The right-hand side in 4 can be rearranged as

\begin{align*} & 2( \mathbb {H}[T_1] + \mathbb {H}[T_2] + \mathbb {H}[T_3]) - 3 \mathbb {H}[T_1,T_2] \\ & = 2(\mathbb {H}[T_1] + \mathbb {H}[T_2] + \mathbb {H}[T_3]) - \mathbb {H}[T_1,T_2] - \mathbb {H}[T_2,T_3] - \mathbb {H}[T_1, T_3] = \delta ,\end{align*}

using the fact (from Lemma 2.2) that all three terms \(\mathbb {H}[T_i,T_j]\) are equal to \(\mathbb {H}[T_1,T_2,T_3]\) and hence to each other.

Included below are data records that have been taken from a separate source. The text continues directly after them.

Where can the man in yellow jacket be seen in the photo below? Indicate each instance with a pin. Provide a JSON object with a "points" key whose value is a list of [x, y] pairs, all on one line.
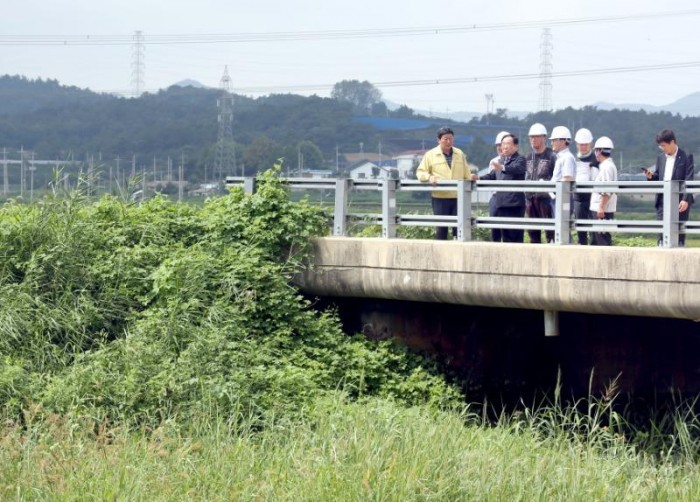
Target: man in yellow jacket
{"points": [[444, 162]]}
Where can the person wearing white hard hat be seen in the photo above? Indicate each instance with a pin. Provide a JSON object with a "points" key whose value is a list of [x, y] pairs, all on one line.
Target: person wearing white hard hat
{"points": [[539, 166], [496, 233], [603, 204], [565, 166], [508, 204], [672, 164], [586, 170]]}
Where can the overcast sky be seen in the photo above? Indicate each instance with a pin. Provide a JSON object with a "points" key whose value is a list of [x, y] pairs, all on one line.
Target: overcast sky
{"points": [[473, 48]]}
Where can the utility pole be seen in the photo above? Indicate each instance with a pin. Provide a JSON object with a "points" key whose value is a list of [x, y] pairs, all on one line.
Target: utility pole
{"points": [[138, 64], [546, 71], [179, 185], [489, 107], [118, 177], [32, 168], [5, 181], [224, 141], [21, 180]]}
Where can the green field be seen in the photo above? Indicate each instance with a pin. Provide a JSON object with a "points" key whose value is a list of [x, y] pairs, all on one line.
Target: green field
{"points": [[342, 450], [157, 351]]}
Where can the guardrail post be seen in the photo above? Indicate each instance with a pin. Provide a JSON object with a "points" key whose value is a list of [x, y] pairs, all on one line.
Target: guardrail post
{"points": [[340, 212], [551, 323], [669, 238], [389, 208], [562, 213], [464, 210], [249, 185]]}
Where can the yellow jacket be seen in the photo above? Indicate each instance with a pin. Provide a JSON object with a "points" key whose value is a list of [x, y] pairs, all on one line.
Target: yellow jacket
{"points": [[434, 163]]}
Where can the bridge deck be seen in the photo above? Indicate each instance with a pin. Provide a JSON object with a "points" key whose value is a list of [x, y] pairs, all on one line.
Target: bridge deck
{"points": [[608, 280]]}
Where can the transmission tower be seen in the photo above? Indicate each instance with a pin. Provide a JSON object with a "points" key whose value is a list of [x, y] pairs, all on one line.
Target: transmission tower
{"points": [[489, 107], [224, 143], [138, 64], [546, 47]]}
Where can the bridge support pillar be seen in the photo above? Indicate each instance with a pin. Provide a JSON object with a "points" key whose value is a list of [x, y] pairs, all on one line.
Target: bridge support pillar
{"points": [[551, 323]]}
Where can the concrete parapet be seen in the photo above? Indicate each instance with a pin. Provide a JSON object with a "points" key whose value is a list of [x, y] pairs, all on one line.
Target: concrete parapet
{"points": [[607, 280]]}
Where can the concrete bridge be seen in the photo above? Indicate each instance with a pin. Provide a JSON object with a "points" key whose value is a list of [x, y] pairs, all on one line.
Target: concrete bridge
{"points": [[630, 281], [626, 313]]}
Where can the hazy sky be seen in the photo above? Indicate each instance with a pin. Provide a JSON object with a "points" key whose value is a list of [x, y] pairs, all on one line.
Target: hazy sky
{"points": [[473, 48]]}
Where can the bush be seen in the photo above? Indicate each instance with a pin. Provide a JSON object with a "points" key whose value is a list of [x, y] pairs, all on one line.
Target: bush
{"points": [[142, 313]]}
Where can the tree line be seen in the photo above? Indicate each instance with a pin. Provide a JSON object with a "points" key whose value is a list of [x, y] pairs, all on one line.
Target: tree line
{"points": [[61, 122]]}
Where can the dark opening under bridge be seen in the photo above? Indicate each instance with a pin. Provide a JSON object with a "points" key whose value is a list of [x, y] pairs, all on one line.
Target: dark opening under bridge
{"points": [[397, 280]]}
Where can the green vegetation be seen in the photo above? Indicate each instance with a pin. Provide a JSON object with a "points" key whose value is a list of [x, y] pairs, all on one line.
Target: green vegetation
{"points": [[157, 351], [144, 313], [180, 123], [338, 449]]}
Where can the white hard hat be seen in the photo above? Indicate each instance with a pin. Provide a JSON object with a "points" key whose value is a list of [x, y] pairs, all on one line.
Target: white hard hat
{"points": [[500, 136], [604, 143], [560, 132], [583, 136], [537, 129]]}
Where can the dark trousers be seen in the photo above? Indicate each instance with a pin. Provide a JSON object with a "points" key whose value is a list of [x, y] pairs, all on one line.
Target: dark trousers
{"points": [[510, 234], [496, 233], [444, 207], [582, 211], [540, 207], [601, 238], [681, 217]]}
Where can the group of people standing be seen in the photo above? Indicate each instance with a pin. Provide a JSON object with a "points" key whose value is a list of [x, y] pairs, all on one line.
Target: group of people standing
{"points": [[592, 162]]}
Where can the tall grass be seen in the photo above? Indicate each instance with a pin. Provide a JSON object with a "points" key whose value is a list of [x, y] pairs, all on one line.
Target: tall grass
{"points": [[338, 450]]}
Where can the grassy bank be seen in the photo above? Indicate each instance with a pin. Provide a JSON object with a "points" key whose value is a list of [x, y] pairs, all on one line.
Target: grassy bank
{"points": [[339, 450]]}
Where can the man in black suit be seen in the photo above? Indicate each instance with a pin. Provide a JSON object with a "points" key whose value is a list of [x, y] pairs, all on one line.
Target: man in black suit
{"points": [[672, 164], [508, 204]]}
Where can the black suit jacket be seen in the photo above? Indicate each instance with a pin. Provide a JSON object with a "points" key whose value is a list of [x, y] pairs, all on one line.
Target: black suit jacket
{"points": [[514, 169], [683, 169]]}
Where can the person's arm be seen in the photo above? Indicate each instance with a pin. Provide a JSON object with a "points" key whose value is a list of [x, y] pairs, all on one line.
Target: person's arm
{"points": [[424, 171], [603, 203], [517, 167], [689, 176]]}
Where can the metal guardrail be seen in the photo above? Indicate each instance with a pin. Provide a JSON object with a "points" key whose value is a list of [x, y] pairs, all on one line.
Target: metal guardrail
{"points": [[562, 224]]}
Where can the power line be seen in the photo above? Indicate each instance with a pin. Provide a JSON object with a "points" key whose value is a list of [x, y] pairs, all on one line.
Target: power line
{"points": [[488, 78], [214, 38]]}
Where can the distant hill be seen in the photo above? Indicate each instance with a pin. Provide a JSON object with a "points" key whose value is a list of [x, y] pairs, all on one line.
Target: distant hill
{"points": [[188, 82], [688, 106]]}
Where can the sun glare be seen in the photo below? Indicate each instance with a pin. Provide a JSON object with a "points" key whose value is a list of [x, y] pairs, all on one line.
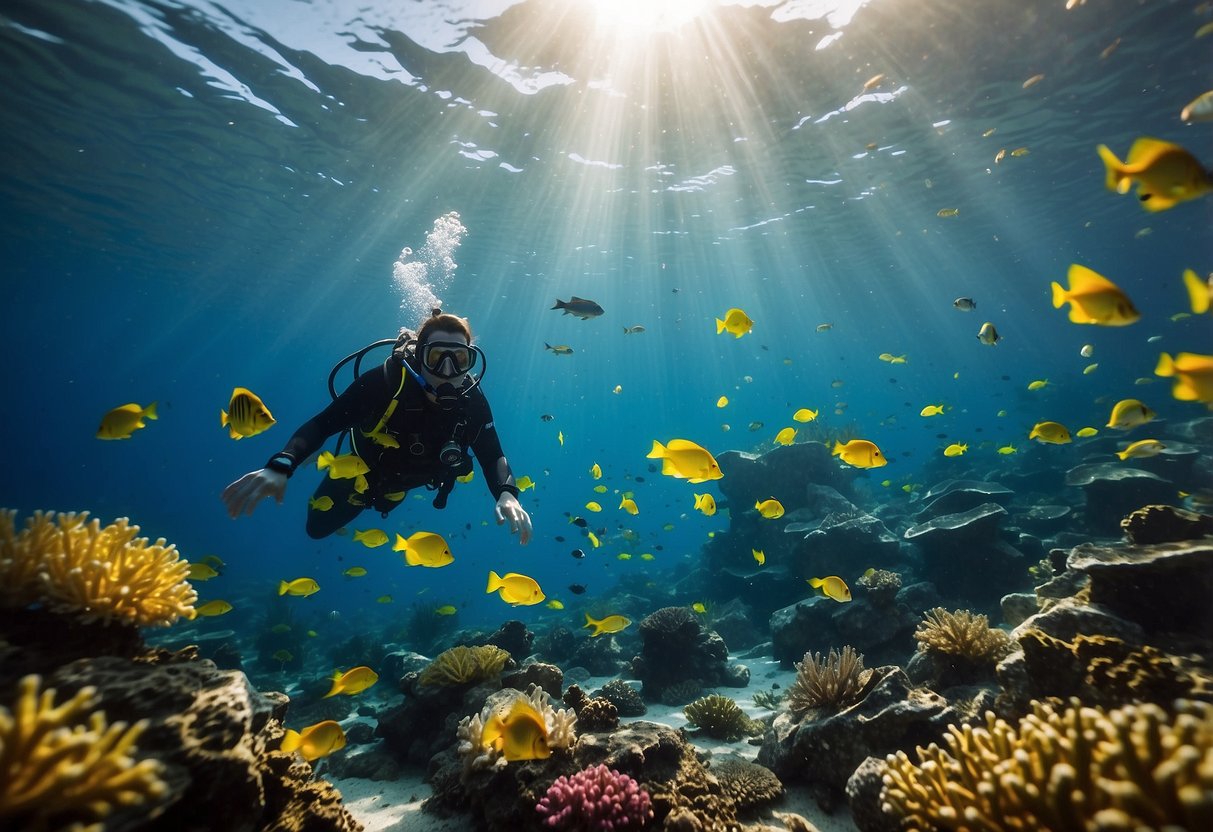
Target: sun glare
{"points": [[644, 17]]}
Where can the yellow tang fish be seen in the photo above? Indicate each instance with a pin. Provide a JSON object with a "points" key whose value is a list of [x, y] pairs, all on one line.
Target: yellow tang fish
{"points": [[832, 586], [300, 586], [1093, 298], [1053, 433], [860, 454], [246, 415], [201, 571], [514, 588], [685, 460], [121, 422], [352, 682], [371, 537], [1200, 292], [212, 608], [611, 624], [772, 508], [423, 548], [1142, 449], [519, 734], [1128, 414], [735, 322], [1192, 374], [347, 466], [315, 741], [1165, 174]]}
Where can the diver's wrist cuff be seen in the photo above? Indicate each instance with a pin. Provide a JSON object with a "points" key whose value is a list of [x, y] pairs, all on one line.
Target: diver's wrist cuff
{"points": [[282, 463]]}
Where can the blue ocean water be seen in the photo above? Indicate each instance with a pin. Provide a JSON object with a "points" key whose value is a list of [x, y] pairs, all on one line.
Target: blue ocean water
{"points": [[204, 195]]}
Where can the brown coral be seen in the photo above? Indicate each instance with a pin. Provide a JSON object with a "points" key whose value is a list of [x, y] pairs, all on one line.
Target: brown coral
{"points": [[962, 633], [463, 665], [833, 682], [98, 573], [64, 763], [1075, 769]]}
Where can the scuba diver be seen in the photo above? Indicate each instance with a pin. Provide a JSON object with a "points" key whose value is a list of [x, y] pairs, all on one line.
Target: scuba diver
{"points": [[411, 421]]}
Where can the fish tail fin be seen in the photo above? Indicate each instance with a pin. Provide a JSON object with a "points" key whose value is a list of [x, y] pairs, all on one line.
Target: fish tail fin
{"points": [[1197, 292], [1166, 366], [1116, 180], [291, 741], [1058, 295]]}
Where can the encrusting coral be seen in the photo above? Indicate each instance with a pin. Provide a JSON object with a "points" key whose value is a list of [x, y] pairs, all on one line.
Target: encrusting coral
{"points": [[963, 634], [1082, 768], [463, 665], [833, 682], [98, 573], [61, 764]]}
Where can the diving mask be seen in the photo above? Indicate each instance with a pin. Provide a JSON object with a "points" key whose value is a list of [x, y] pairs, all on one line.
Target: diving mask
{"points": [[448, 359]]}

We also have

\begin{align*} & \sum _{t_3} P[T_3 = t_3] \bigl(d[X^0_1; (T_1 | T_3=t_3)] - d[X^0_1;X_1]\bigr) \\ & \quad = d[X^0_1; T_1 | T_3] - d[X^0_1;X_1] \leq d[X^0_1;T_1] - d[X^0_1;X_1] + \tfrac {1}{2} \mathbb {I}[T_1 : T_3] \end{align*}

by Lemma 3.24, and similarly

\begin{align*} & \sum _{t_3} \mathbb {P}[T_3 = t_3] (d[X^0_2;(T_2 | T_3=t_3)] - d[X^0_2; X_2]) \\ & \quad \quad \quad \quad \quad \quad \leq d[X^0_2;T_2] - d[X^0_2;X_2] + \tfrac {1}{2} \mathbb {I}[T_2 : T_3]. \end{align*}

Putting the above observations together, we have

\begin{align*} \sum _{t_3} \mathbb {P}[T_3=t_3] \psi [(T_1 | T_3=t_3); (T_2 | T_3=t_3)] \leq \delta + \eta (d[X^0_1;T_1]-d[X^0_1;X_1]) \\ + \eta (d[X^0_2;T_2]-d[X^0_2;X_2]) + \tfrac 12 \eta \mathbb {I}[T_1:T_3] + \tfrac 12 \eta \mathbb {I}[T_2:T_3] \end{align*}

where we introduce the notation

\[ \psi [Y_1; Y_2] := d[Y_1;Y_2] + \eta (d[X_1^0;Y_1] - d[X_1^0;X_1]) + \eta (d[X_2^0;Y_2] - d[X_2^0;X_2]). \]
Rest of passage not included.